The Guardian has previously revealed how patients who were already seriously ill became sicker as a result of failings by Sciensus, Britain’s biggest private provider of homecare medicines services. Watchdogs had been made aware of failings but had not acted.
Peers confirmed they too had found “irreconcilable differences” between how NHS patients and clinicians perceived the quality of homecare medicines services and how regulators viewed them.
The committee said it was persuaded by the “weight of evidence” that “real and serious problems” existed in the sector.
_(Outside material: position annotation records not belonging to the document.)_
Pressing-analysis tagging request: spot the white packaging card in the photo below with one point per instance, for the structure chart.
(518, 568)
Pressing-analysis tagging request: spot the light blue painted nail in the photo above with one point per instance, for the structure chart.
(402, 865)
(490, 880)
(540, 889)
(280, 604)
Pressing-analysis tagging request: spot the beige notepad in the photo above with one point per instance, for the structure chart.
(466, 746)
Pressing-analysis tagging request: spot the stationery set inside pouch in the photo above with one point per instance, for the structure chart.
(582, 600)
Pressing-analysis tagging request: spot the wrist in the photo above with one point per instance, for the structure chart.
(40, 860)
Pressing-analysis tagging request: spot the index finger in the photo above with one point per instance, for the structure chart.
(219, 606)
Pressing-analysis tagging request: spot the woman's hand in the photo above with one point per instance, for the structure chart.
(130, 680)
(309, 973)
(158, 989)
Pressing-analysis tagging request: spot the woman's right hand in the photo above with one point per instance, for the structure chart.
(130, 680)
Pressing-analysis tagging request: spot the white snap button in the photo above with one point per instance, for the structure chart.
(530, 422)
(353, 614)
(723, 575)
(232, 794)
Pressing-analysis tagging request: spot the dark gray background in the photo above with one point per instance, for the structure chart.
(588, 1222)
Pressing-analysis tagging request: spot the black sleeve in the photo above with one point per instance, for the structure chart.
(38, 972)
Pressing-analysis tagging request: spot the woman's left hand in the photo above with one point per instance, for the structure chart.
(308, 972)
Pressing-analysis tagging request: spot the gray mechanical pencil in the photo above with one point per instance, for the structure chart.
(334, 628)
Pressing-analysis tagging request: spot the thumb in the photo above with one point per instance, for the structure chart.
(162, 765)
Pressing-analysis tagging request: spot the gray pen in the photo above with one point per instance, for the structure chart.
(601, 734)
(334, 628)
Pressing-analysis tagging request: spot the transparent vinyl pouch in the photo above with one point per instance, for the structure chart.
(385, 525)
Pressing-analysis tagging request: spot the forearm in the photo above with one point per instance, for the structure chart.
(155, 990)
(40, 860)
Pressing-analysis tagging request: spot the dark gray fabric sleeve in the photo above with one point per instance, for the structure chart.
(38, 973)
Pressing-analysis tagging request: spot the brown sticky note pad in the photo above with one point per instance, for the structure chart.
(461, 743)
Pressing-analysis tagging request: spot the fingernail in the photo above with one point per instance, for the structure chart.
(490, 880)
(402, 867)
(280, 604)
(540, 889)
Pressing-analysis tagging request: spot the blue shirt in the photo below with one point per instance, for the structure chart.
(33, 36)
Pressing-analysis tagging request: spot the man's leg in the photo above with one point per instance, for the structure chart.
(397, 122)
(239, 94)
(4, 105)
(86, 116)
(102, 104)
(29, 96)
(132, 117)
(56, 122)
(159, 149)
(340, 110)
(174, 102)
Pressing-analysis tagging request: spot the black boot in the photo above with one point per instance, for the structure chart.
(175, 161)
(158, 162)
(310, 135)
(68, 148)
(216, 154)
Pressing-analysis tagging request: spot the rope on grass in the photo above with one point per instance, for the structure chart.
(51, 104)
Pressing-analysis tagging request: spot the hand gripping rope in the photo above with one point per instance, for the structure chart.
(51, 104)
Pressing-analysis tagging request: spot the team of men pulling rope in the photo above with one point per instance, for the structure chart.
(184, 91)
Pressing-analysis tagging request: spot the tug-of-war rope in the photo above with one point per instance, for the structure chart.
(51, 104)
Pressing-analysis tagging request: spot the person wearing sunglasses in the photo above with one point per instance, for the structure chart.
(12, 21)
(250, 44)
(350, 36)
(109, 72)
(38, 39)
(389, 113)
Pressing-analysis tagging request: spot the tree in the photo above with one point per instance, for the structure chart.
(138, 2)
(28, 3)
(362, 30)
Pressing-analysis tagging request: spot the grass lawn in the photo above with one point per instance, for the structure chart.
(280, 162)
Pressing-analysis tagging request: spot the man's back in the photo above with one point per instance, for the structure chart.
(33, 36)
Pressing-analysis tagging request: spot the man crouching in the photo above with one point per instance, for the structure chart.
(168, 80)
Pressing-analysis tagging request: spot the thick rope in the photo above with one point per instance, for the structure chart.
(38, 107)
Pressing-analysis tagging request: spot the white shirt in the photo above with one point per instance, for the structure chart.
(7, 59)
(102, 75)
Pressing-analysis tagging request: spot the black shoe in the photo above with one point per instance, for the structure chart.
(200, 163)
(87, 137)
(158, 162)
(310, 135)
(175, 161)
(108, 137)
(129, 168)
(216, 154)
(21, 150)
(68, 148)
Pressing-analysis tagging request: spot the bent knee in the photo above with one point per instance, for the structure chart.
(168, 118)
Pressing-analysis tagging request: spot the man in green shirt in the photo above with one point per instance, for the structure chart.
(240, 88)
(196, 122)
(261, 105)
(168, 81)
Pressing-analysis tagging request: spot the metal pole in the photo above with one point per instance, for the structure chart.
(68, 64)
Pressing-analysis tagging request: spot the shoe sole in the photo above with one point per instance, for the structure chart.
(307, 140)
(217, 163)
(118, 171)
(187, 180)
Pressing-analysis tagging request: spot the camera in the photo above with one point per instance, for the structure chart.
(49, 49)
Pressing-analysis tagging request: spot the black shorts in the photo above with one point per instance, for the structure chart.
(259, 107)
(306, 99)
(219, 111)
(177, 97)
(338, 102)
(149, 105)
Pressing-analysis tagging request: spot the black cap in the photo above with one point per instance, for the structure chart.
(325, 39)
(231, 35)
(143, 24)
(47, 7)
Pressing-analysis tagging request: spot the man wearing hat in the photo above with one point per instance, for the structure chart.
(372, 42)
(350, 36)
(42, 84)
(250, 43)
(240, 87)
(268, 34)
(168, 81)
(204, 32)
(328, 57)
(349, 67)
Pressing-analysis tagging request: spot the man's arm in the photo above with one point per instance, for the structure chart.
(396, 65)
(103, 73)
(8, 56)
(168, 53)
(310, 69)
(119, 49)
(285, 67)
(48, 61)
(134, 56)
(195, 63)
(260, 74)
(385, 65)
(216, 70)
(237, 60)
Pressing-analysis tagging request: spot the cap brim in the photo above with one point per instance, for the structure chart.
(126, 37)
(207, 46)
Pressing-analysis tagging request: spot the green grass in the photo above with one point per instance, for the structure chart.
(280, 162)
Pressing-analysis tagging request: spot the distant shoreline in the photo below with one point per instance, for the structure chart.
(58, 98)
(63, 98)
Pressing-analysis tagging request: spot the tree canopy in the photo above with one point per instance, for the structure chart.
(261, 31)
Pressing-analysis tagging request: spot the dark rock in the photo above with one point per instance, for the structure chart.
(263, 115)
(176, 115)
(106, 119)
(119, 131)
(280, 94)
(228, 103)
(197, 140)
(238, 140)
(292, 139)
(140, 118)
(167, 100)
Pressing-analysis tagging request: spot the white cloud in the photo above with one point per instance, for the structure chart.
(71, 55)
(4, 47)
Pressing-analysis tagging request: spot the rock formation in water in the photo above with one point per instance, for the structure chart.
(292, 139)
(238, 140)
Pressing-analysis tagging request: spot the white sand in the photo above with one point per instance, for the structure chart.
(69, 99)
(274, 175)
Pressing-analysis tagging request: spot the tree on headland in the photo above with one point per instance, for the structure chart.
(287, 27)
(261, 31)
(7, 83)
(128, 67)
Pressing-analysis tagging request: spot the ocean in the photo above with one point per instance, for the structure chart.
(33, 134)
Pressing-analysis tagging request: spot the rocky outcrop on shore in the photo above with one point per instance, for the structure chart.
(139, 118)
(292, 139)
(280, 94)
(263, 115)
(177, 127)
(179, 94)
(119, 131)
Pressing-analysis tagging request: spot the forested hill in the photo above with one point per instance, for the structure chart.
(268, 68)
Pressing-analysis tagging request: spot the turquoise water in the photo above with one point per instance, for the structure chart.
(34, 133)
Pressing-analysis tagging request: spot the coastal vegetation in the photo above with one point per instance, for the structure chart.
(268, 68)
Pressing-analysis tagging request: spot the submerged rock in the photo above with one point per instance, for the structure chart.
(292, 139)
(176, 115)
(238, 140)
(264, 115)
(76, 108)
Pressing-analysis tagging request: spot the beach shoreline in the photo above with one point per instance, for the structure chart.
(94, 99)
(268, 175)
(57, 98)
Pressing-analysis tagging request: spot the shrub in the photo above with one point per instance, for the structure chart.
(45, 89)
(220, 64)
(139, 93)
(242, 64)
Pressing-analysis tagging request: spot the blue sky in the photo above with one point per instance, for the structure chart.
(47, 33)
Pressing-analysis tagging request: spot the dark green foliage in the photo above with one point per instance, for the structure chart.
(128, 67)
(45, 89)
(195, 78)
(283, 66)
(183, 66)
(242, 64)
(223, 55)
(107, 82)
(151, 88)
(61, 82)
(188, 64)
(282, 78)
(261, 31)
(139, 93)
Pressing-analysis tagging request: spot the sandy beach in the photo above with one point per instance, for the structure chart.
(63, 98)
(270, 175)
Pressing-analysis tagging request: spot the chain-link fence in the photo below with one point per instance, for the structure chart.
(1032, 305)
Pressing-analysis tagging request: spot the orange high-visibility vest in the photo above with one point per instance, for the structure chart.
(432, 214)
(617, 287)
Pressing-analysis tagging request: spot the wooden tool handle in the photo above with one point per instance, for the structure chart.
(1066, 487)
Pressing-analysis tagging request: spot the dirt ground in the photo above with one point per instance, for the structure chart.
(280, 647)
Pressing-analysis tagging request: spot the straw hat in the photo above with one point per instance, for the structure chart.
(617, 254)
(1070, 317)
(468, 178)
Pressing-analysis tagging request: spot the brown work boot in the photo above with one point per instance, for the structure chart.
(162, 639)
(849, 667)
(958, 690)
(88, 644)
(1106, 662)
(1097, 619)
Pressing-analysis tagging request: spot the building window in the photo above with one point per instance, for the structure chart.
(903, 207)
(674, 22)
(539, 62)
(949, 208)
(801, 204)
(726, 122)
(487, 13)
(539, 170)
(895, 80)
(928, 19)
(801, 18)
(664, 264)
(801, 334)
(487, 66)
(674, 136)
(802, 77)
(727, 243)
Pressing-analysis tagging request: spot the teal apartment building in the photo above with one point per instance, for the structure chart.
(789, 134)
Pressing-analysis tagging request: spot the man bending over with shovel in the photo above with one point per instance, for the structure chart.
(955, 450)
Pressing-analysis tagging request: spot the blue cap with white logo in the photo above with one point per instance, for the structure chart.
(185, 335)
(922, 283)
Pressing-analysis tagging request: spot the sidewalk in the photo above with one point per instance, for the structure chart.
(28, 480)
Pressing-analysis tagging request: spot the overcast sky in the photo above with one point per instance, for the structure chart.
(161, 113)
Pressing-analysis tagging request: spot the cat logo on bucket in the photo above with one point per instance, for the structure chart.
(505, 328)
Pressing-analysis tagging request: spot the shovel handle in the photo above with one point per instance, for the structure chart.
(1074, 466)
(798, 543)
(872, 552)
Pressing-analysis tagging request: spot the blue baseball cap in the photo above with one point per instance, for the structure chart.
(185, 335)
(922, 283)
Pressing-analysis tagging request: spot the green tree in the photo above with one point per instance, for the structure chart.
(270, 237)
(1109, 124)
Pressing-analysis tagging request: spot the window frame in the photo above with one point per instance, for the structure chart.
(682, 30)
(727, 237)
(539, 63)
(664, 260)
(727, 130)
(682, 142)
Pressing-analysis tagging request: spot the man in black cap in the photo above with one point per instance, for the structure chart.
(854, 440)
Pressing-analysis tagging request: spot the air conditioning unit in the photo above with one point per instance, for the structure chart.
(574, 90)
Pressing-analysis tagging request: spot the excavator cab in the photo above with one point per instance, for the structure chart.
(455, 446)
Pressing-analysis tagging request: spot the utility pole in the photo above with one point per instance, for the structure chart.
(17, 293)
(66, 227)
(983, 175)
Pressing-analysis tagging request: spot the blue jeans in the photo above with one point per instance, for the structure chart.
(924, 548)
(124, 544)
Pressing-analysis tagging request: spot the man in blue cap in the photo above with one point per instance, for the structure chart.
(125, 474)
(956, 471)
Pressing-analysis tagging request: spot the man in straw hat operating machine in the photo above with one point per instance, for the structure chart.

Witnesses described a “toothless enforcement culture”, it said.
The report details harrowing cases of harm to patients as a result of failing homecare medicines services, including irreparable joint damage, skin and eye problems and abdominal pain. In some cases, patients let down by private providers ended up in A&E. Others required surgery on the NHS.
Estelle Morris, the chair of the committee, said: “The system has grown into a fractured and complex mess, with no one named individual or body having overall responsibility for defining and ensuring performance across the sector. It is not even possible, at the moment, to assess performance: no one is publishing any data.”
Despite clear failures by private health providers, many NHS patients had been left “yelling in the dark”, she added, because watchdogs had failed to hold for-profit companies to account.
“The regulators in this sector are weak,” Lady Morris said. “We saw a hands-off approach where no one regulator wanted to look too hard at performance and no one is in charge.”
She said: “Accountability in the provision of homecare medicines services is key and someone must get to grips with the entire system and have responsibility for getting things right.”
The committee’s report calls for an independent review of the sector and for the government to urgently appoint an individual to lead and take responsibility for homecare medicines services.
NHS England must identify how many patients have been harmed by these failures and develop and implement a consistent set of performance metrics.
“Most of our recommendations can and must be implemented quickly,” Morris said.
Sarah Campbell, the chief executive of the British Society for Rheumatology, said the report vindicated her members’ and patients’ experience, and she called for all recommendations to be immediately adopted in full.
“The chaotic and disjointed nature of the home care system has been clearly highlighted, and the voice of patients and clinicians have finally been heard,” she said.
Ruth Wakeman, a director at the charity Crohn’s & Colitis UK, said the report’s recommendations were “an important step forward in improving the accountability and quality of homecare medicines services”.
She said: “We have long been calling for a full review of homecare medicines delivery services. Patients have told us of their great distress and the harm caused by the poor quality of their homecare delivery services.”
An NHS Spokesperson said: “The committee is right that that homecare services can cut pressures on hospitals and the wider NHS, and while many services are working well, the NHS is working with trusts, regulators and commercial suppliers to support safe, effective and efficient homecare provision for patients.
“We have already taken steps towards appointing a single responsible officer for homecare services, who will be supported by the national homecare medicines committee to implement measurable improvements to the performance of homecare services across the country.”